Bitcoin Trades Down Amid US Inflation Concerns

Bitcoin’s value dropped by 4.1% on November 14 following US inflation data that exceeded market expectations. The decline mirrored the S&P 500 index futures, which fell from 6,023 to 5,980 over four hours.

The October US Producer Price Index (PPI) showed a 2.4% annual increase, slightly above consensus. However, this has not altered the outlook for a potential interest rate cut by the Federal Open Market Committee (FOMC) in December.

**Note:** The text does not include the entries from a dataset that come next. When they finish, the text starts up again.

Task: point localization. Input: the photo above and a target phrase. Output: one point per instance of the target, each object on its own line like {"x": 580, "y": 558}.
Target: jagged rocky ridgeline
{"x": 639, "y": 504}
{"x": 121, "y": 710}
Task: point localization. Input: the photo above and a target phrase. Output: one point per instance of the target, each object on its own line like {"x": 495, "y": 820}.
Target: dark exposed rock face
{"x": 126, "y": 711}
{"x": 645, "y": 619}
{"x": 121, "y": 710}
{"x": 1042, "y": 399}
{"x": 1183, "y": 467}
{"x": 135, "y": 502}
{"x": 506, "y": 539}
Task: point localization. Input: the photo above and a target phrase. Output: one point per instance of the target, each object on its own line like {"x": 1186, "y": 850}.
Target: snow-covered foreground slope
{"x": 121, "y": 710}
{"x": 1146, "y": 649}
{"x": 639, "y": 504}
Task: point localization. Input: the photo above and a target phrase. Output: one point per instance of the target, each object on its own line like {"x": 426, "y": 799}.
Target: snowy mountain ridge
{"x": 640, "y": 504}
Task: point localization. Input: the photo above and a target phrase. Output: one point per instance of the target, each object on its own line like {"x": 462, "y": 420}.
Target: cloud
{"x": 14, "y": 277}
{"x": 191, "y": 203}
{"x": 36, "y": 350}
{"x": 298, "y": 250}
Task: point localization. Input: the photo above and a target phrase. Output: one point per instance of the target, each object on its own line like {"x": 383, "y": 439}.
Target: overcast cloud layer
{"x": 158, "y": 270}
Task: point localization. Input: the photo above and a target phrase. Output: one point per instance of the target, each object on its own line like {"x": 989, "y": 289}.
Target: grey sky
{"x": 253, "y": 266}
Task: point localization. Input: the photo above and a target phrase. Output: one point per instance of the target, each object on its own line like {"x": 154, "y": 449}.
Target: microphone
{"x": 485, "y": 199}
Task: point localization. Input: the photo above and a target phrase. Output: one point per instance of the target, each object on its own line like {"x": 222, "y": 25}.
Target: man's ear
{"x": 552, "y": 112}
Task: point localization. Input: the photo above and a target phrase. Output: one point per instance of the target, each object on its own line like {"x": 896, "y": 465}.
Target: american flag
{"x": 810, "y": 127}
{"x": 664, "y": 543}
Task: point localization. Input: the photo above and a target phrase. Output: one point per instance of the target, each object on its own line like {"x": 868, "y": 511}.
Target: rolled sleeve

Historically, Bitcoin has benefited from inflation concerns. But recent government-led liquidity injections have dampened these effects. With the labor market strong but traders cautious about corporate earnings pressures, traders are reevaluating Bitcoin’s role as an inflation hedge.

Recent government actions, such as proposed cost-cutting measures and tax credit eliminations, could impact risk assets like Bitcoin. The appointment of new officials to streamline bureaucracy may result in job losses and reduced investment funds, affecting the stock market and other sectors, including housing and commodities.

Bitcoin is often seen as a reserve asset, offering protection against currency devaluation. However, its scarcity value and censorship-resistance features are likely to maintain demand even without direct competition with the US dollar.

Despite short-term investor concerns over inflation, Bitcoin’s long-term trajectory may withstand these pressures. A potential interest rate cut by the FOMC in December could provide support for Bitcoin’s value.